Abstract

Ab initio and density functional calculations have been performed on a simple model of the Cope and reverse Cope elimination reactions. The correlational energies have been taken into account up to the MP4(SDQ)/6-311G** and CCSD(T)/6-311++G** levels for RHF methods or using different (nonlocal) exchange and correlation functionals for the density functional theory. The calculated activation energies and free energies for both hydrogenated and deuterated reagents were found to be in good agreement with the available experimental data as well as primary kinetic isotope effects. The bond order analysis predicts an almost completely synchronous reaction path for correlated methods and a little advanced H transfer for the HF method.
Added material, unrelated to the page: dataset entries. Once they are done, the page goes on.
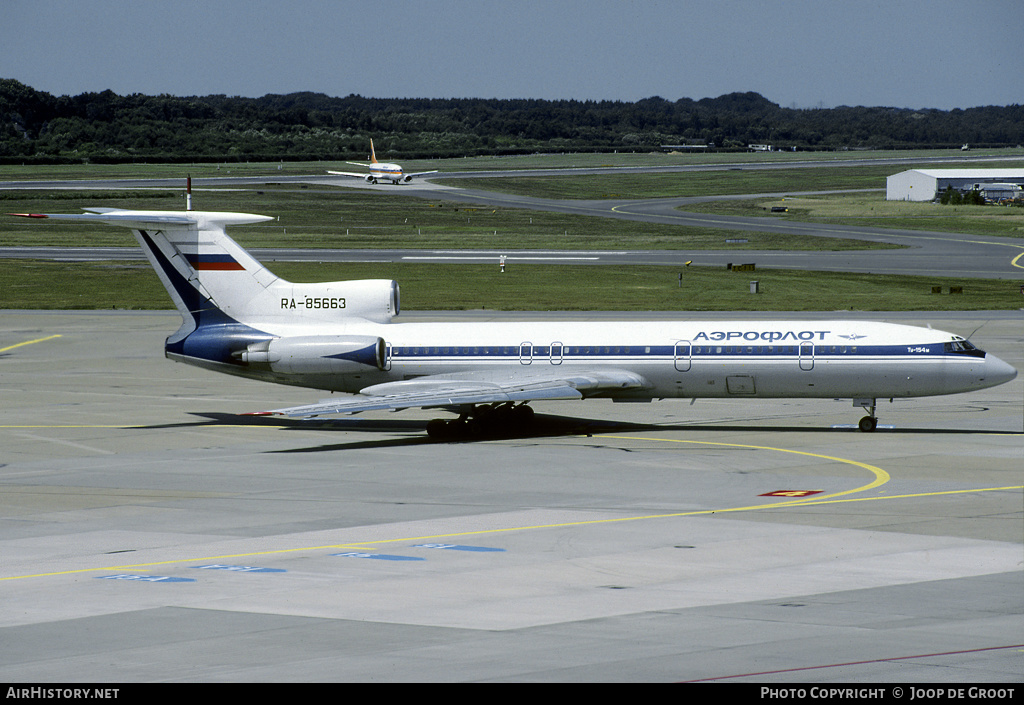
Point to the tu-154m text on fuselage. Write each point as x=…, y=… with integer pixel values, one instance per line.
x=379, y=171
x=241, y=319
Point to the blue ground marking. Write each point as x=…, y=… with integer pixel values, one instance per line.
x=378, y=556
x=145, y=578
x=453, y=546
x=240, y=569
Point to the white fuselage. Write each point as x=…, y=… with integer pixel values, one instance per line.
x=776, y=359
x=391, y=172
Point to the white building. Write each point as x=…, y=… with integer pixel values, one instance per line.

The intrinsic reaction coordinate path following method shows that although the reaction is concerted, the H transfer slightly precedes the C−N bond breaking. Modeling the solvent effect explained the solvent dependence of the Cope (reverse Cope) products equilibrium. Any very significant hydrogen tunneling could be excluded from the shape of the Born−Oppenheimer potential energy surface and from the good agreement between the calculated and measured primary kinetic isotope effects. From these results and the computed minimal energy path, a refined picture of both the Cope and reverse Cope eliminations implying a one-step slightly dissymmetric reaction mechanism could be proposed.